SoFunction
Updated on 2024-11-10

python text data similarity measure

Edit Distance

The edit distance, also known as the Levenshtein distance, is used to count the number of insertions, deletions, and substitutions when converting one string to another. For example, converting 'dad' to 'bad' requires one replacement operation with an edit distance of 1.

The .edit_distance function implements the edit distance.

from  import edit_distance

str1 = 'bad'
str2 = 'dad'
print(edit_distance(str1, str2))

N meta-syntactic similarity

The n-tuple syntax simply represents all possible consecutive sequences of n tokens in the text. n-tuple syntax specifically looks like this

import nltk

#Show 2-tuple syntax here
text1 = 'Chief Executive Officer'

The #bigram considers matching the beginning and the end, all using pad_right and pad_left
ceo_bigrams = ((),pad_right=True,pad_left=True)

print(list(ceo_bigrams))
[(None, 'Chief'), ('Chief', 'Executive'), 
('Executive', 'Officer'), ('Officer', None)]

2-tuple syntactic similarity computation

import nltk

#Show 2-tuple syntax here
def bigram_distance(text1, text2):
  The #bigram considers matching the beginning and the end, so pad_right and pad_left are used.
  text1_bigrams = ((),pad_right=True,pad_left=True)
  
  text2_bigrams = ((), pad_right=True, pad_left=True)
  
  # The length of the intersection
  distance = len(set(text1_bigrams).intersection(set(text2_bigrams)))
  
  return distance


text1 = 'Chief Executive Officer is manager'

text2 = 'Chief Technology Officer is technology manager'

print(bigram_distance(text1, text2)) # The similarity is 3

jaccard similarity

The jaccard distance measures the similarity of two sets, which is computed from (set 1 crosses set 2)/(union 1 crosses union 2).

implementation method

from  import jaccard_distance

# Here we represent the text as a single character
set1 = set(['a','b','c','d','a'])
set2 = set(['a','b','e','g','a'])

print(jaccard_distance(set1, set2))

0.6666666666666666

masi distance

The masi distance metric is a weighted version of the jaccard similarity and is used to generate less than jaccard distance values by adjusting the score when there is partial overlap between sets.

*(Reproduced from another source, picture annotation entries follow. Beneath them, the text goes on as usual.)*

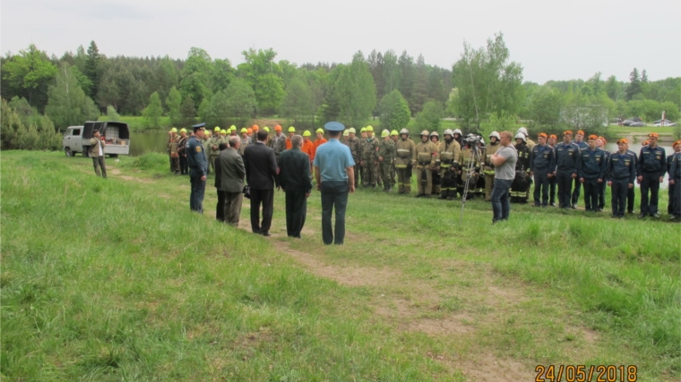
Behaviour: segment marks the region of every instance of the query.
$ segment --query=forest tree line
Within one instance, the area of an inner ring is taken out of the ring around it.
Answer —
[[[244,63],[235,66],[199,47],[185,59],[109,57],[91,41],[87,49],[81,46],[57,57],[30,45],[0,57],[3,106],[37,131],[44,128],[45,122],[39,123],[43,115],[64,131],[107,114],[143,115],[148,128],[165,127],[163,115],[183,127],[197,118],[209,125],[243,126],[276,116],[312,128],[330,120],[363,126],[380,117],[375,124],[390,130],[410,118],[418,129],[436,129],[443,117],[454,117],[462,128],[478,132],[526,120],[547,131],[594,132],[615,117],[651,122],[663,110],[677,121],[681,108],[681,77],[651,81],[644,69],[634,68],[625,81],[596,72],[587,80],[523,81],[523,68],[511,60],[501,33],[485,47],[464,43],[451,69],[392,50],[358,52],[343,64],[300,65],[277,61],[272,48],[242,54]]]

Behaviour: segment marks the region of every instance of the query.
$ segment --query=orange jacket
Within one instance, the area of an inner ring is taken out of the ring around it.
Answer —
[[[307,154],[307,157],[310,157],[310,161],[315,159],[315,144],[312,143],[312,140],[307,140],[306,141],[303,139],[303,147],[300,148],[300,150]]]
[[[327,140],[325,138],[322,138],[321,140],[315,140],[315,151],[312,152],[312,160],[315,160],[315,156],[317,155],[317,149],[319,149],[320,146],[326,143]]]

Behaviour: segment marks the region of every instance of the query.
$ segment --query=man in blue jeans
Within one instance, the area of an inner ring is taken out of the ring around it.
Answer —
[[[348,192],[355,192],[355,161],[348,146],[338,139],[345,126],[340,122],[324,124],[329,132],[329,141],[321,145],[315,155],[315,180],[322,193],[322,240],[324,244],[337,245],[345,239],[345,208],[348,207]],[[335,230],[332,227],[331,216],[336,209]]]
[[[495,166],[495,186],[492,189],[492,224],[499,220],[508,220],[511,211],[509,189],[515,178],[515,163],[518,162],[518,153],[511,142],[513,136],[511,132],[502,132],[499,144],[501,148],[490,157]]]

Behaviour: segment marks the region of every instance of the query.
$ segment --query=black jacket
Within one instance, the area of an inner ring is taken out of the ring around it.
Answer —
[[[312,191],[310,158],[300,149],[291,149],[279,155],[279,184],[285,191]]]
[[[263,142],[250,144],[244,150],[246,179],[254,190],[272,190],[279,187],[277,160],[274,150]]]

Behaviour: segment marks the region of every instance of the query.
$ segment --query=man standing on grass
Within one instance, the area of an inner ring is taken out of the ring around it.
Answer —
[[[515,178],[515,164],[518,161],[518,153],[511,144],[513,135],[511,132],[502,132],[499,148],[490,157],[495,166],[495,186],[492,189],[492,224],[500,220],[508,220],[511,213],[511,202],[509,200],[509,189]]]
[[[608,185],[611,188],[612,217],[615,219],[625,218],[626,191],[634,188],[634,180],[636,179],[636,161],[626,149],[628,146],[625,139],[617,140],[619,150],[612,153],[608,161]]]
[[[579,178],[584,185],[584,206],[587,212],[599,211],[599,190],[606,170],[606,153],[596,147],[596,135],[589,136],[589,146],[580,152]]]
[[[556,146],[554,163],[551,168],[558,183],[558,205],[561,208],[576,208],[575,203],[571,203],[573,179],[577,178],[577,169],[580,163],[580,149],[572,142],[573,132],[563,132],[563,141]]]
[[[659,183],[665,177],[667,170],[667,155],[665,149],[658,146],[657,132],[648,134],[650,140],[648,146],[641,149],[638,162],[638,178],[637,183],[641,184],[641,215],[639,219],[642,219],[646,215],[654,217],[659,217],[658,211],[658,192],[659,191]],[[648,200],[648,191],[651,191],[651,199]]]
[[[348,193],[355,192],[355,161],[350,149],[338,139],[345,129],[340,122],[324,124],[329,132],[329,141],[319,147],[315,157],[315,180],[317,190],[322,192],[322,240],[324,244],[337,245],[345,240],[345,209]],[[331,216],[336,210],[335,229]]]
[[[265,145],[268,137],[264,130],[258,131],[258,140],[244,150],[246,177],[251,187],[251,229],[254,233],[270,236],[274,204],[274,186],[277,180],[277,159],[274,150]],[[238,139],[238,137],[237,137]],[[263,222],[260,223],[260,205],[263,204]]]
[[[186,163],[189,167],[189,183],[192,192],[189,194],[189,208],[192,211],[203,213],[203,194],[206,191],[206,174],[208,173],[208,160],[203,145],[205,123],[194,124],[194,135],[189,138],[186,144]]]
[[[534,207],[548,205],[548,183],[553,177],[553,149],[547,145],[547,134],[540,132],[539,144],[532,149],[530,175],[534,177]]]
[[[220,143],[220,147],[224,143]],[[222,221],[235,227],[239,225],[246,177],[244,159],[238,153],[240,145],[238,138],[229,137],[228,147],[220,149],[220,156],[215,161],[215,187],[218,187],[219,195],[222,193],[223,199]],[[218,212],[220,212],[220,208],[219,202]]]
[[[681,221],[681,140],[674,142],[674,154],[669,166],[669,203],[672,205],[671,218],[673,222]]]
[[[291,138],[291,149],[279,156],[279,184],[286,193],[286,233],[300,239],[312,191],[310,159],[300,150],[303,137]]]
[[[97,176],[107,179],[107,164],[104,163],[104,148],[107,144],[101,139],[99,130],[92,132],[92,134],[93,137],[90,140],[90,157],[92,158]]]

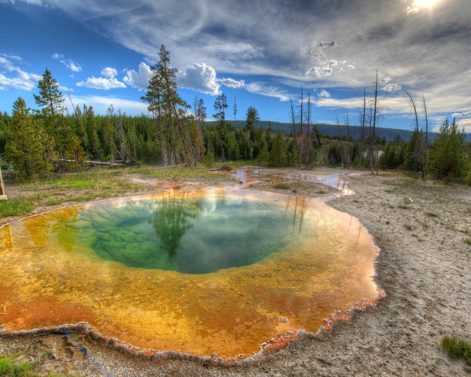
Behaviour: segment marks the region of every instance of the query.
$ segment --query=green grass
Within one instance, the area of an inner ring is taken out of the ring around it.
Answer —
[[[0,201],[0,218],[24,214],[31,212],[35,206],[27,197],[2,200]]]
[[[14,357],[4,356],[0,358],[0,376],[6,377],[22,377],[33,376],[31,369],[32,366],[22,355]]]
[[[446,352],[453,359],[461,359],[468,365],[471,365],[471,343],[455,336],[444,336],[439,348]]]
[[[0,355],[0,377],[39,377],[34,371],[41,363],[41,357],[31,361],[24,354],[14,356]],[[51,372],[48,377],[74,377],[75,375],[63,374]]]
[[[287,183],[285,183],[284,182],[276,183],[273,186],[273,187],[275,188],[281,188],[282,190],[288,190],[291,188],[289,185]]]

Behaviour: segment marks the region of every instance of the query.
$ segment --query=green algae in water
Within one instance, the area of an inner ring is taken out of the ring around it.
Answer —
[[[73,226],[103,259],[203,274],[279,251],[292,239],[293,215],[243,197],[187,196],[102,205],[82,213]]]

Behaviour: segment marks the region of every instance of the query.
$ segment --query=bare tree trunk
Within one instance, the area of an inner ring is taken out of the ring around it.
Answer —
[[[347,123],[347,168],[350,169],[350,124],[349,122],[349,112],[347,111],[347,119],[345,120]]]
[[[412,96],[409,94],[409,92],[407,90],[404,90],[404,91],[406,92],[409,96],[409,98],[410,98],[411,103],[412,105],[412,107],[414,108],[414,114],[415,115],[415,132],[417,134],[415,139],[415,149],[412,155],[412,156],[415,159],[415,171],[418,173],[420,172],[420,157],[422,154],[420,148],[420,138],[419,137],[420,135],[419,135],[419,117],[417,115],[417,108],[415,107],[415,102],[414,102]]]
[[[429,148],[429,119],[427,117],[427,106],[425,105],[425,98],[422,93],[422,100],[423,101],[423,112],[425,115],[425,147],[424,148],[423,167],[422,168],[422,178],[425,175],[425,164],[427,163],[427,150]]]

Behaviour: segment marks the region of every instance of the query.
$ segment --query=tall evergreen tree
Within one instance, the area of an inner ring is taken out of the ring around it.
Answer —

from  import jaccard_distance,masi_distance

# Here we represent the text as a single character
set1 = set(['a','b','c','d','a'])
set2 = set(['a','b','e','g','a'])

print(jaccard_distance(set1, set2))
print(masi_distance(set1, set2))

0.6666666666666666
0.22000000000000003

cosine similarity

nltk provides implementations of cosine similarity, such as having a word space

word_space = [w1,w2,w3,w4]

text1 = 'w1 w2 w1 w4 w1'
text2 = 'w1 w3 w2'

# Count the number of occurrences of words in each position according to word_space position

text1_vector = [3,1,0,1]
text2_vector = [1,1,1,0]

[3,1,0,1] means that w1 occurs 3 times, w2 occurs 1 time, w3 occurs 0 times, and w4 occurs 1 time.

Okay look at the code below to compute the cosine similarity between text1 and text2

from  import cosine_distance

text1_vector = [3,1,0,1]
text2_vector = [1,1,1,0]

print(cosine_distance(text1_vector,text2_vector))

0.303689376177

This is the whole content of this article.